I think you should really be judging a grooming on three factors: how good does your dog look, did the price accurately reflect the quality of the work, and most importantly: how did your dog act when you picked him up. Our digs go home wagging their tails and never fearful. That's why I chose to work at this particular shop.

To the curly issue: I have never yet met a puppy that could not be fluff dried. If they're scared of the force dryer, turn it on low and give them some time to get used to it. Then switch to the stand dryer and a brush. It takes longer, but the dog will be fluffed. It's important to get a puppy (especially a poodle!) used to all the grooming procedures while they're young and impressionable. A full grown poodle that hates grooming is a nightmare indeed!

And talk to your groomer! My number one wish is that all my clients would talk to me honestly. I want to know how you feel about my grooming! I think this one would benefit from honest feedback instead of a disappearing act.


----------



## Birdie (Jun 28, 2009)

Oh wow he is kinda curly huh? That's how my poodle looks several days after bathing and drying. He shouldn't look like that the day coming home from the groomers, that's silly... And it certainly shouldn't have taken so long or cost so much, but you never know about time and circumstances, etc. 

I would just call her and ask her politely why she didn't brush/fluff dry him. Just ask why. They should be polite back and give you their explanation, and that should at least clear things up. I wouldn't try to be rude or accusatory, unless they start getting snarky with you.


----------



## Mister (Sep 10, 2008)

I would talk to the groomer, it doesnt need to be a confrontation at all. Just tell her that you noticed it doesnt look right and that its not what you thought it would look like....could she please fix it. I have had people ask me to fix things in the past (shorter on the tail, etc) and it didnt offend me at all.
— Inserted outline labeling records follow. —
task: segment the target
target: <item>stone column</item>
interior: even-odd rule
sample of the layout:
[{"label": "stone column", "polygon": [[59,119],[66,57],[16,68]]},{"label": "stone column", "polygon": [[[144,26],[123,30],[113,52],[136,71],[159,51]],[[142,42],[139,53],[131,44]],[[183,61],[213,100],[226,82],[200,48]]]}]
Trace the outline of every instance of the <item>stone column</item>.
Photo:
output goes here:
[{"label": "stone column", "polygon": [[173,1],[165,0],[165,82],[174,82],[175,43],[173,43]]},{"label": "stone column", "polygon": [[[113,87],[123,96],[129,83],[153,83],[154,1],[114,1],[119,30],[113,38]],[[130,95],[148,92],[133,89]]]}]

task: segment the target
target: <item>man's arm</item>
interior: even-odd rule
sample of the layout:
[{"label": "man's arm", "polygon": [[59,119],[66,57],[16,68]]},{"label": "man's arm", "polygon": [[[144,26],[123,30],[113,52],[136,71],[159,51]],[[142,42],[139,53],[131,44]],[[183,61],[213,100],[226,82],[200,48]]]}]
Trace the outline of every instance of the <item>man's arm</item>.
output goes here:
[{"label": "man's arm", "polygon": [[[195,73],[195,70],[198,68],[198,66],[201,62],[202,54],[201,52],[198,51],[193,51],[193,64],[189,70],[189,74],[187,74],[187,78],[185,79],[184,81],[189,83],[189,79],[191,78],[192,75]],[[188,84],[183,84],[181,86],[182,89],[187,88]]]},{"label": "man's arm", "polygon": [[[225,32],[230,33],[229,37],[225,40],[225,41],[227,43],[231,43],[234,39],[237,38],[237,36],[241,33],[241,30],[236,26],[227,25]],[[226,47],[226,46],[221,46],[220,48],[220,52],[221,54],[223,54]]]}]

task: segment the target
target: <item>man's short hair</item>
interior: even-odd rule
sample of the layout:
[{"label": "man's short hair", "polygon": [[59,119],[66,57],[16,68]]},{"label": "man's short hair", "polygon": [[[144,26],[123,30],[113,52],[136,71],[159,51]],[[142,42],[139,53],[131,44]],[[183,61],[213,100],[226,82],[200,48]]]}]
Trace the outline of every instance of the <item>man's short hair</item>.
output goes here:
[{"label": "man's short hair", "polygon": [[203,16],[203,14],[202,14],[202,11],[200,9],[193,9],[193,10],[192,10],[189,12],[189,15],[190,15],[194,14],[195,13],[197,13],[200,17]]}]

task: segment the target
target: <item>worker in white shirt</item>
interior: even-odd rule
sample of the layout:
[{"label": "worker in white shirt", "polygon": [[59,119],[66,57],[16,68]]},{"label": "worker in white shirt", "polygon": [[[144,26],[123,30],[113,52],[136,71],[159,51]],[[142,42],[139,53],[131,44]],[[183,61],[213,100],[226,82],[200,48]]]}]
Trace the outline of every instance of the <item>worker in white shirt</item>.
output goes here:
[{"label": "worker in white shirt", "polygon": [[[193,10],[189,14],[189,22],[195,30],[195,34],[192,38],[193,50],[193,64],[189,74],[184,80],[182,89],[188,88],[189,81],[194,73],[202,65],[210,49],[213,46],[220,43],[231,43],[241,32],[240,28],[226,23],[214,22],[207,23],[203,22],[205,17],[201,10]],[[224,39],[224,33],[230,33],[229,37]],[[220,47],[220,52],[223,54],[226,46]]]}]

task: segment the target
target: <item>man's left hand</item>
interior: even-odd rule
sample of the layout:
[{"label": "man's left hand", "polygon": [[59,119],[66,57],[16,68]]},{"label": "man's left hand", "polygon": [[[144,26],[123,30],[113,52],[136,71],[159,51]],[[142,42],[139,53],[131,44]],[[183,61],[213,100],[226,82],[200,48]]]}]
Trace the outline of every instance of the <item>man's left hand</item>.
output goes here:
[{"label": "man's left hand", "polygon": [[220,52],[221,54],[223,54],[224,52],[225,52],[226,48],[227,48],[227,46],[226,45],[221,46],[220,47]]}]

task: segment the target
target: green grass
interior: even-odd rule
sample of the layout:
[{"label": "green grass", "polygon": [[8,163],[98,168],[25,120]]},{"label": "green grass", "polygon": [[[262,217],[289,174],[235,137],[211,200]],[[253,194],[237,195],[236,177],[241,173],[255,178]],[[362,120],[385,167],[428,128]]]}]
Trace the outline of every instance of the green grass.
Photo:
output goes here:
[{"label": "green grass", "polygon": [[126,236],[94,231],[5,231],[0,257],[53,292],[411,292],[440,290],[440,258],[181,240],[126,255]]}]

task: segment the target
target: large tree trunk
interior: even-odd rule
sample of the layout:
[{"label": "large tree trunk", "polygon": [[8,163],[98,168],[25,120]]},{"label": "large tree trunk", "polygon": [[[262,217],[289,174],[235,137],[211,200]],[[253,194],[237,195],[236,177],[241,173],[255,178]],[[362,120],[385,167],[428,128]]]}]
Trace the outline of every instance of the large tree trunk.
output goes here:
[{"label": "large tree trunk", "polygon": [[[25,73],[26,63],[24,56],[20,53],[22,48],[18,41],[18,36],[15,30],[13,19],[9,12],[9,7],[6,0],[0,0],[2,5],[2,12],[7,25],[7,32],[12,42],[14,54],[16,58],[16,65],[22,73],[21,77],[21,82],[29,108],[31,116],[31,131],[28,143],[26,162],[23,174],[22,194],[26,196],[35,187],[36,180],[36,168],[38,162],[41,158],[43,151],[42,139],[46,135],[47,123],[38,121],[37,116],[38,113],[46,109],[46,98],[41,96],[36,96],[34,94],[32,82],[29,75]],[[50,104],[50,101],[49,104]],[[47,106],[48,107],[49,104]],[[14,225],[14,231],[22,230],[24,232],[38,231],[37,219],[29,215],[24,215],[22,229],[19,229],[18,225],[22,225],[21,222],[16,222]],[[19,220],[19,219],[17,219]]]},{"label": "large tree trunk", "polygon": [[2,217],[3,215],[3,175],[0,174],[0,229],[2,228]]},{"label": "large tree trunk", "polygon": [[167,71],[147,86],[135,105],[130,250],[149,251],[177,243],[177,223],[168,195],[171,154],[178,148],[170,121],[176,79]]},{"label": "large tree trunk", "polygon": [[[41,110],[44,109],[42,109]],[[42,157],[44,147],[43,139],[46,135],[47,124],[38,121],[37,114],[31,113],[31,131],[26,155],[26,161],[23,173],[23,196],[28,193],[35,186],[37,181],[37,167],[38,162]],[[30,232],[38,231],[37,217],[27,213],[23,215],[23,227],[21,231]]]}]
Its the owners choice on how the dog should look and its important that you get what you want since your paying for the service!


----------



## Harley_chik (Nov 7, 2008)

I would just go to someone else, he doesn't even look brushed! If you don't have many options for groomers and don't want to do it yourself, I guess you should call her. I happen to think she should've been quick to explain why he doesn't look brushed. If she couldn't even brush him, which I doubt, she should've just called you to pick him up and not charged you. I don't know why you should be the one to call and give her a chance to explain. I understand where the groomers here are coming from and I would agree if it were something small. I'm the first to say you should give a groomer a second or even third chance if you just don't like the cut, but he doesn't even look groomed! If you do give her a second chance I would ask for a big discount.


----------



## riopup (Dec 14, 2009)

Harley_chik said:


> I would just go to someone else, he doesn't even look brushed! If you don't have many options for groomers and don't want to do it yourself, I guess you should call her. I happen to think she should've been quick to explain why he doesn't look brushed. If she couldn't even brush him, which I doubt, she should've just called you to pick him up and not charged you. I don't know why you should be the one to call and give her a chance to explain. I understand where the groomers here are coming from and I would agree if it were something small. I'm the first to say you should give a groomer a second or even third chance if you just don't like the cut, but he doesn't even look groomed! If you do give her a second chance I would ask for a big discount.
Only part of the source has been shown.